7.  **Identify potential quality issues:**
    *   **Missing data:** As identified in step 4.
    *   **Inconsistent data:** Look for variations in how categories are spelled or represented (e.g., "New York" vs. "NY").
    *   **Outliers:** Identify extreme values in numerical features using box plots or statistical methods.
    *   **Incorrect data types:** Ensure columns are stored in the correct data type.
    *   **Duplicate rows:** Check for and remove duplicate entries in the dataset.

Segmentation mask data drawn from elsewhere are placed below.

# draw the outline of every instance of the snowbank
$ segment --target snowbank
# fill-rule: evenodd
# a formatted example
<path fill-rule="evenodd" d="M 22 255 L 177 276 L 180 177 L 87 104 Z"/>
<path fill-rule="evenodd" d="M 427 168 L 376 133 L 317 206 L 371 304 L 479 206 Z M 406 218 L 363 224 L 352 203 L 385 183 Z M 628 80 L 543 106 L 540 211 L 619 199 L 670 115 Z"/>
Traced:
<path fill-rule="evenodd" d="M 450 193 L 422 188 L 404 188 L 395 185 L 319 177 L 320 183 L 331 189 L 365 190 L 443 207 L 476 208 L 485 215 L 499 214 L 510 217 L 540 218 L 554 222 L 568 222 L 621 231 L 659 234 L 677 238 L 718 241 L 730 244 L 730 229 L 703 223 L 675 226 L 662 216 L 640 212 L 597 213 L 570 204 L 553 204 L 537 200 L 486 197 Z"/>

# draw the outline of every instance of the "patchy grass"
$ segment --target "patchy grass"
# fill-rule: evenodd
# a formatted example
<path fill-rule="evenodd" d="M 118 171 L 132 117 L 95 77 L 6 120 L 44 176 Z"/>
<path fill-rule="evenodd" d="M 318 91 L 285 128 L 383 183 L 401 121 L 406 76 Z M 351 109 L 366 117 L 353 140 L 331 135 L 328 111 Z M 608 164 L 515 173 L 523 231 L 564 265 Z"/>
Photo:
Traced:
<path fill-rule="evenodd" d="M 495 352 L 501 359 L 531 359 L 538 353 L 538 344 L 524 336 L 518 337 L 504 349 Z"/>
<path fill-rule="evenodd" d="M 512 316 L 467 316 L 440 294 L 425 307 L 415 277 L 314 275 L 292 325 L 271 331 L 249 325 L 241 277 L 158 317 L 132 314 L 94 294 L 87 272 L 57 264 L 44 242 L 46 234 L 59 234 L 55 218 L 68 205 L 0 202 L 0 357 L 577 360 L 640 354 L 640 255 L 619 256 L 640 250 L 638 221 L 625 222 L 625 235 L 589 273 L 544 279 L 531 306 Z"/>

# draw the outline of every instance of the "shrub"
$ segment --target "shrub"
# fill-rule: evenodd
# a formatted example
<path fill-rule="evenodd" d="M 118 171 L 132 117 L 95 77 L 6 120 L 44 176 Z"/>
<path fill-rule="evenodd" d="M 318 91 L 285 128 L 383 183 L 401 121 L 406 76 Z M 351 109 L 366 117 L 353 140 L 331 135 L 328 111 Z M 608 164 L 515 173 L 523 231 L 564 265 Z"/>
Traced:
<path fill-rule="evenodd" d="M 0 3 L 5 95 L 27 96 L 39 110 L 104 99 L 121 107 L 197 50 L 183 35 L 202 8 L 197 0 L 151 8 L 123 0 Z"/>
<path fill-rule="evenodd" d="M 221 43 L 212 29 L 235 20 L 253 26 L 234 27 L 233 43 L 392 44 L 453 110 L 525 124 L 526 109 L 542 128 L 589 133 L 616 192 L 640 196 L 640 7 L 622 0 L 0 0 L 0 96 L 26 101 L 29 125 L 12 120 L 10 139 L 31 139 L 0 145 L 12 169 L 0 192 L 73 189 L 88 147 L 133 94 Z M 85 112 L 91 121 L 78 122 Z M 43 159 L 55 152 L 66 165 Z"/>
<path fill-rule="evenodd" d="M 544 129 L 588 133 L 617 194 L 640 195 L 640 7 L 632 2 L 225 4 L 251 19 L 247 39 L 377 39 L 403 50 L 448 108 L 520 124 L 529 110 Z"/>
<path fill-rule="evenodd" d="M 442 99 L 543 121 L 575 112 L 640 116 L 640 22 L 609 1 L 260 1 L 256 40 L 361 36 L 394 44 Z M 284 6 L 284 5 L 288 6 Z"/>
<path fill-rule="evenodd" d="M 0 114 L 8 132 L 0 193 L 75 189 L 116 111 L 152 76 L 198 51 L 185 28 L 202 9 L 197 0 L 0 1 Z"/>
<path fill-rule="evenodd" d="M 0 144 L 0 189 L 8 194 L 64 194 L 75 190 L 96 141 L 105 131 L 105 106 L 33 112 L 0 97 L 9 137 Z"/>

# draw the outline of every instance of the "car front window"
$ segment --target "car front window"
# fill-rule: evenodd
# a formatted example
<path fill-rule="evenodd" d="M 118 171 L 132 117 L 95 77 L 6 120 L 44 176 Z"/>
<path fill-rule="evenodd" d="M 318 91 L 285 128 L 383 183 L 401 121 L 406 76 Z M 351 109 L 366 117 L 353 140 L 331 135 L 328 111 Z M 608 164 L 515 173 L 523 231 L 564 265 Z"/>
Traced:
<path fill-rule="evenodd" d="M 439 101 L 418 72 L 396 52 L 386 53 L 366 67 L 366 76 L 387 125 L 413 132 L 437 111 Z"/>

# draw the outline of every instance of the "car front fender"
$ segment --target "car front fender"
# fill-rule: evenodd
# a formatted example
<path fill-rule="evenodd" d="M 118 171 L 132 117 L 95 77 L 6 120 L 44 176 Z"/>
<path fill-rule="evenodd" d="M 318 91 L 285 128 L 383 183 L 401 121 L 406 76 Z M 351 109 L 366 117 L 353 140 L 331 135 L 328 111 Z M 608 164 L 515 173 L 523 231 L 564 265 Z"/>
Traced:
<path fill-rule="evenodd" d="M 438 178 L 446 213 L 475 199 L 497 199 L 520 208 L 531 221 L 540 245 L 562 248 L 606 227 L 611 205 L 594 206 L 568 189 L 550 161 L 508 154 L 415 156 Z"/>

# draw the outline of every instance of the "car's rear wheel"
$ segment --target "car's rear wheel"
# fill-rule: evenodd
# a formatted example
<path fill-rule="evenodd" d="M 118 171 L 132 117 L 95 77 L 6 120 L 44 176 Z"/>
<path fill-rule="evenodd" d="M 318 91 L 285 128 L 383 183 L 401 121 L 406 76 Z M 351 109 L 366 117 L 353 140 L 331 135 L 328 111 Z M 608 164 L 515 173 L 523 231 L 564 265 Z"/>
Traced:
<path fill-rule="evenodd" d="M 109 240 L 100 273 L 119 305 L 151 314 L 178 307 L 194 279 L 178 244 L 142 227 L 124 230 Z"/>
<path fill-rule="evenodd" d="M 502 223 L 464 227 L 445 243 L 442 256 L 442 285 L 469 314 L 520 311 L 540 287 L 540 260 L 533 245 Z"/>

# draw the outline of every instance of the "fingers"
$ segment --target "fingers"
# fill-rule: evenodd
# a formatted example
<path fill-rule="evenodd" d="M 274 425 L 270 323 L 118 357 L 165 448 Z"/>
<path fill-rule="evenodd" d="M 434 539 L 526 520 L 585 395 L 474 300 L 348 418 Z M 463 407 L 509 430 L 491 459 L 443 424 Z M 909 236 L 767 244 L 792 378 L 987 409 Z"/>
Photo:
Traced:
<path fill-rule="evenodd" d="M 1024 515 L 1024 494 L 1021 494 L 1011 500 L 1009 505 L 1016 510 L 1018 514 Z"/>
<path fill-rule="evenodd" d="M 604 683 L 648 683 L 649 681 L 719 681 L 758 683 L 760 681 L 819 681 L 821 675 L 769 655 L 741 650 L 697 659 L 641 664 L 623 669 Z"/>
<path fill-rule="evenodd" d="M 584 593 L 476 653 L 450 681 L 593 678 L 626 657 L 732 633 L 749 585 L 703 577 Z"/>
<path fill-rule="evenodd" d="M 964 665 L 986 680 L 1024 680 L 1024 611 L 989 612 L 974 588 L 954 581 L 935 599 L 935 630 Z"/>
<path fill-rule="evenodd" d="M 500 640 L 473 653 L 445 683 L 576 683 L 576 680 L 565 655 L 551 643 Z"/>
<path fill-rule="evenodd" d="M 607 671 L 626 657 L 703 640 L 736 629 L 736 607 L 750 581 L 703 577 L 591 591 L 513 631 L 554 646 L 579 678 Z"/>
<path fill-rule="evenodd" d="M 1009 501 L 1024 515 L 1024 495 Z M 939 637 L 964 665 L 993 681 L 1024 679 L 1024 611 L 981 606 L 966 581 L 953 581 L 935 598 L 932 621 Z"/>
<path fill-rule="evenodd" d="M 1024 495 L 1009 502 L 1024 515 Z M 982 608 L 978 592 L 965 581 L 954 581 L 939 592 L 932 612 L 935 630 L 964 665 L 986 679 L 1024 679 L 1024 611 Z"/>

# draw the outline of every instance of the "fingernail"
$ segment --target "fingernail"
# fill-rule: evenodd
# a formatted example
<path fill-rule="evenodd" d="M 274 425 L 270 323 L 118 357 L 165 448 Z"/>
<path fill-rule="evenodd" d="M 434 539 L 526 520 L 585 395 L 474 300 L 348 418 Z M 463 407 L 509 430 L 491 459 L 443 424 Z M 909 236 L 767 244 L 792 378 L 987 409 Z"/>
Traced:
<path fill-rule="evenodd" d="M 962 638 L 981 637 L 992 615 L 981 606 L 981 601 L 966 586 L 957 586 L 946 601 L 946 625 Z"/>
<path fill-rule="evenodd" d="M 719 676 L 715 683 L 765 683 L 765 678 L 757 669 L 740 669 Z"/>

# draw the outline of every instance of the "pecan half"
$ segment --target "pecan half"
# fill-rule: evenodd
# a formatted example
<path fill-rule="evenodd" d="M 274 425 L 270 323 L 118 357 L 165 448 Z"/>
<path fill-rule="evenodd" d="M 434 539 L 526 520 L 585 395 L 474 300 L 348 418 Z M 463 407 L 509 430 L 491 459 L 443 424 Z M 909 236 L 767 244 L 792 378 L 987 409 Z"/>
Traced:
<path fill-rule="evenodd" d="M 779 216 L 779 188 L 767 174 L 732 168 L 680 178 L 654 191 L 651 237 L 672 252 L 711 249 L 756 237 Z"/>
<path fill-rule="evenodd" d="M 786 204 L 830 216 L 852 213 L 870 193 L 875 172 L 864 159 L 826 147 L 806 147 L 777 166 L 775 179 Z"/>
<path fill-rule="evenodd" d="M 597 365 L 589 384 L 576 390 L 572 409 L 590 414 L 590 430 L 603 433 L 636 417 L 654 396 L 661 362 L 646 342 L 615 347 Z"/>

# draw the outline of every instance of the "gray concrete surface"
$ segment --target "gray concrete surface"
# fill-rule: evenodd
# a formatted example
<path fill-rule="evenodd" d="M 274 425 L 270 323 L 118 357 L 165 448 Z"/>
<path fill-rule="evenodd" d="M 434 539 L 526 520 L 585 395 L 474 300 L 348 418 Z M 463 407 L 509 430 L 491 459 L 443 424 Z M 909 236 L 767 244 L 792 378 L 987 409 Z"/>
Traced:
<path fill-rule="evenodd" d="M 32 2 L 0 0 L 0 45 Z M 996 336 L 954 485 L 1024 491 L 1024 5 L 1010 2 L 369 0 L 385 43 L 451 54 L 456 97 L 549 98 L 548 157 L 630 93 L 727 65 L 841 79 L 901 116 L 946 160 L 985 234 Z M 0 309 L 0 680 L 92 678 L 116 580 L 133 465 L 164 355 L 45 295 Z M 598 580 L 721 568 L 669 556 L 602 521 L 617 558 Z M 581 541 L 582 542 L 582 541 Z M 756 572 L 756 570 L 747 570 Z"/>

8.  **Relate data to business understanding:** Consider how each feature might influence car prices. For example, what is the expected relationship between mileage and price? How might the car's make or model affect its value? Use this exploration to form hypotheses about which features will be most important for the price prediction model.

In [2]:
import pandas as pd
import matplotlib.pyplot as plt
import seaborn as sns

ModuleNotFoundError: No module named 'pandas'

### Data Preparation

After our initial exploration and fine-tuning of the business understanding, it is time to construct our final dataset prior to modeling.  Here, we want to make sure to handle any integrity issues and cleaning, the engineering of new features, any transformations that we believe should happen (scaling, logarithms, normalization, etc.), and general preparation for modeling with `sklearn`. 

### Modeling

With your (almost?) final dataset in hand, it is now time to build some models.  Here, you should build a number of different regression models with the price as the target.  In building your models, you should explore different parameters and be sure to cross-validate your findings.

### Evaluation

With some modeling accomplished, we aim to reflect on what we identify as a high-quality model and what we are able to learn from this.  We should review our business objective and explore how well we can provide meaningful insight into drivers of used car prices.  Your goal now is to distill your findings and determine whether the earlier phases need revisitation and adjustment or if you have information of value to bring back to your client.

### Deployment

Now that we've settled on our models and findings, it is time to deliver the information to the client.  You should organize your work as a basic report that details your primary findings.  Keep in mind that your audience is a group of used car dealers interested in fine-tuning their inventory.